Intel Xeon Skylake-SP Instruction Set Changes Featuring AVX-512
Perhaps the most impactful change, from a business perspective, is the addition of AVX-512 into Skylake-SP’s instruction set. Beyond AVX-512, Intel added virtualization and security architecture enhancements.
We wanted to focus energy on AVX-512. AVX-512 allows 512-bit wide vectors to be computed which greatly improves speed.
AVX-512 was formerly an Intel Xeon Phi x200 exclusive and popular in the HPC space. During Intel’s HPC overview, the rationale for adding the instruction set into the mainstream Xeon line was that those wanting to do general purpose compute workloads in HPC can use Xeon instead of GPUs or Xeon Phi chips.
The AVX-512 instruction set is not the same as the Knights Landing AVX-512 instruction set. If you are using gcc, you will likely need to compile using different flags versus what is used for Xeon Phi.
Here is Intel’s performance and efficiency side on AVX-512.
With AVX and AVX2 we saw power consumption and power draw rise at a given clock speed. As a result, Intel downclocked cores while running AVX code.
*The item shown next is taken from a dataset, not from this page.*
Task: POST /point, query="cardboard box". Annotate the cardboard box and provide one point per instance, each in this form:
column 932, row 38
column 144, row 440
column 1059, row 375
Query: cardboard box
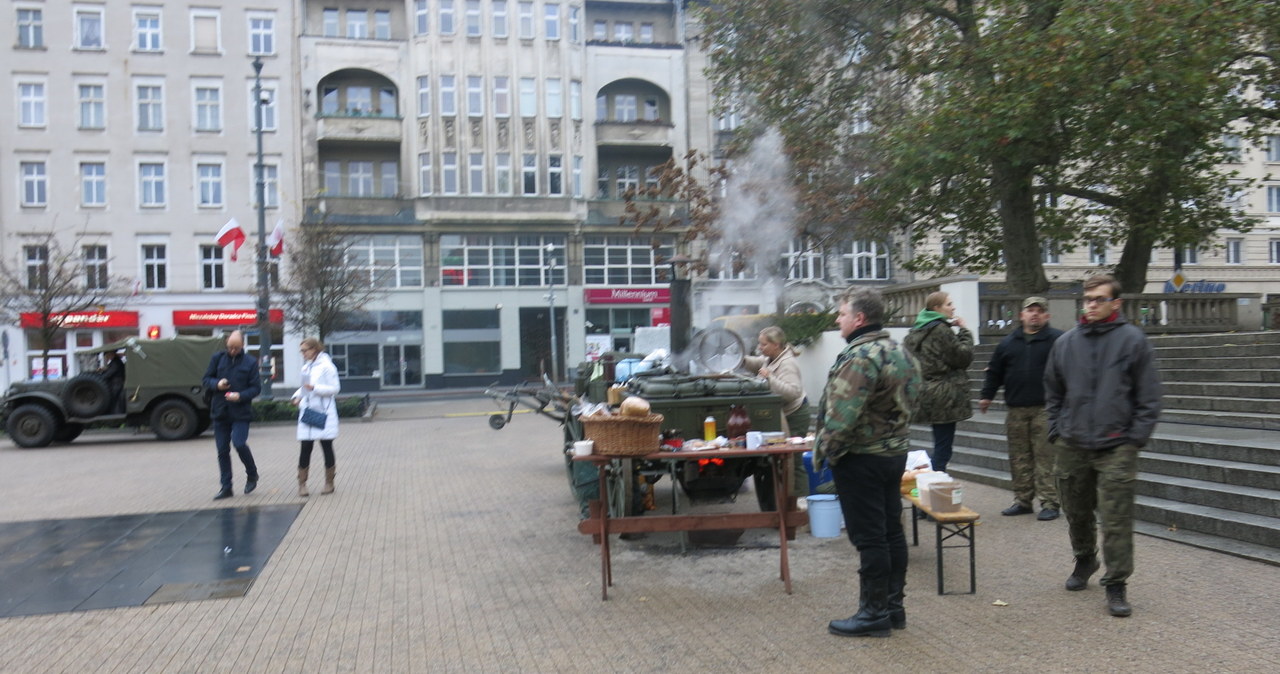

With Skylake-SP cores running different AVX code can run in different frequency bound ranges. In older CPU versions running AVX on a single core meant all cores would down clock. Intel has come a long way to its current implementation of clocking in AVX workloads.
Final Words
The cache changes are huge as it gives Intel some transistor budget to use elsewhere. Likewise, the FMA and AVX-512 changes are very significant. We do believe that the AVX-512 inclusion may have a profound effect:
Intel Xeon Phi may be on the road to an untimely phase out.
We make this prediction for a few reasons. First, by moving AVX-512 to the CPU, Intel gives its HPC customers a migration path that they can use alongside GPUs and/ or FPGAs. With alternative HPC architectures like the ARM-based Cavium ThunderX2 and GPUs doing massive floating point performance, Intel needed to beef up its standard compute cores.
For the emerging AI/ deep learning workloads, Intel acquired both Altera and Nervana. Both have high-performance solutions better suited to solving deep learning type problems. The HPC and deep learning infrastructure look very similar these days. Despite Intel’s efforts workloads are not moving to Xeon Phi.
AVX-512 was the killer feature of Xeon Phi Knights Landing alongside the MCDRAM and on-package Omni-Path. As Xeon chips bring AVX-512 to general purpose compute cores, it gets very difficult to choose Knights Landing over Intel Skylake-SP if they are offering similar performance. If Knights Mill and the future roadmap does not change the picture, Intel Xeon Phi may be a casualty of the Intel Xeon Salable Processor Family.
“Intel Xeon Phi may be on the road to an untimely phase out.”
It does leave Xeon Phi in bit of a pickle. However, all is not lost.
First, the MCDRAM advantage means most applications that are bound by memory bandwidth will have an advantage to the Xeon Phi. A not insignificant number I hear.
Second, the peak Flops is still noticeably higher on the Phi. The 8180 with 2.5GHz AVX-512 frequency would have 2.2TFlops of performance. Xeon Phi 7250 has 2.6TFlops and 7290 has 3TFlops.
In DL workloads we’ll see Knights Mill in a quarter or so. While the DP performance is said to be somewhat reduced, you get Quad Vector extensions for 32-bit to double SP FP performance and also half-precision vector support for yet another 2x increase in DL performance for a total of 4x. That would result in 6-7TFlops in SP FP and 12-14TFlops in 16-bit FP.
The real threat is Nvidia. Volta is already out and beats Knights Mill in SP and 16-bit FP a bit, trounces it in DP FP, and crushes it on Tensor flops.
Xeon Phi also has second OmniPath connections for better scaling on mass scale.